I motivi futili o abietti
Fazio spiega che l’aggravante dei futili e abietti motivi «esiste se è espressione di un moto interiore del tutto ingiustificato e mero pretesto per sfogare un impulso criminale. E la giurisprudenza richiede sia il dato oggettivo. E cioè la sproporzione tra reato e motivo, sia la componente soggettiva, che non può essere riferita ad un comportamento medio. Ecco, qui l’opinione anche del perito e dei consulenti psichiatri, che hanno studiato il funzionamento mentale dell’imputato, è stata che probabilmente a spingerlo ad uccidere non fu la gelosia adombrata dal pm, ma la consapevolezza di aver perso la donna amata, accompagnata dalla frustrazione per essere stato messo da parte da lei». Secondo il giudice questo prova che il motivo dell’omicidio non è abietto o futili.
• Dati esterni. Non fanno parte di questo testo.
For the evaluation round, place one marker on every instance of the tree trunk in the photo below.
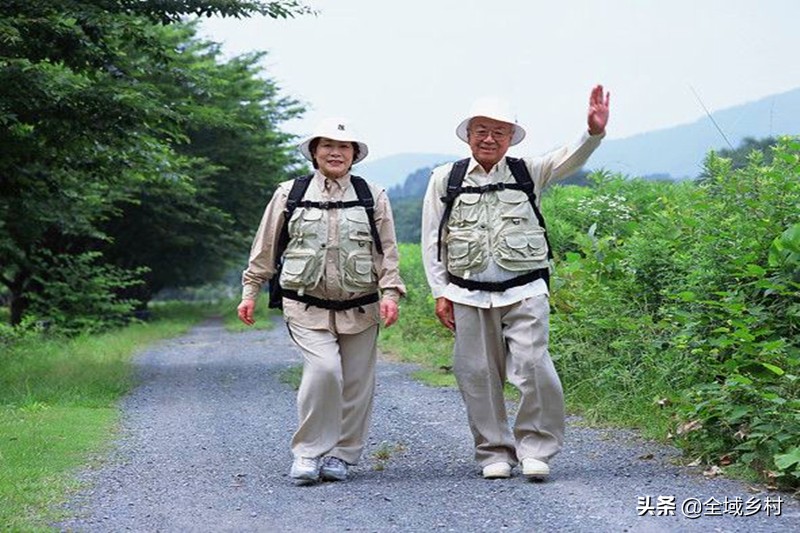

Di qui la sentenza.
La crudeltà
Per l’aggravante della crudeltà, invece, Fazio spiega che non si tratta della quota di violenza inserita in un delitto. «Per la giurisprudenza deve essere l’infliggere un male gratuitamente. E qui per noi non c’era. Non si può fare l’errore di desumere l’aggravante dallo scempio del cadavere». In più, l’imputato ha collaborato: «Consentendo di acquisire gli atti d’indagine ha fatto oggettivamente risparmiare tempo al processo». Nel colloquio con Luigi Ferrarella Fazio ci tiene anche a chiarire un punto: «Non è che ogni processo per un grave delitto debba finire con un ergastolo. Qui abbiano fissato la pena base nel massimo dell’omicidio semplice, 24 anni. E aggiunto il massimo della pena per lo scempio del cadavere, 7 anni più 3 di continuazione. Fanno 34 anni, ma il tetto massimo di legge è 30. Però faccia fare a me ora una domanda: con quale spirito tra pochi giorni la mia Corte d’Assise affronterà un altro processo per un fatto altrettanto cruento? Il giudice non è qui apposta per valutare le circostanze? Se no, ci dicano che possono fare a meno del giudice. E, al suo posto, metterci un juke-box».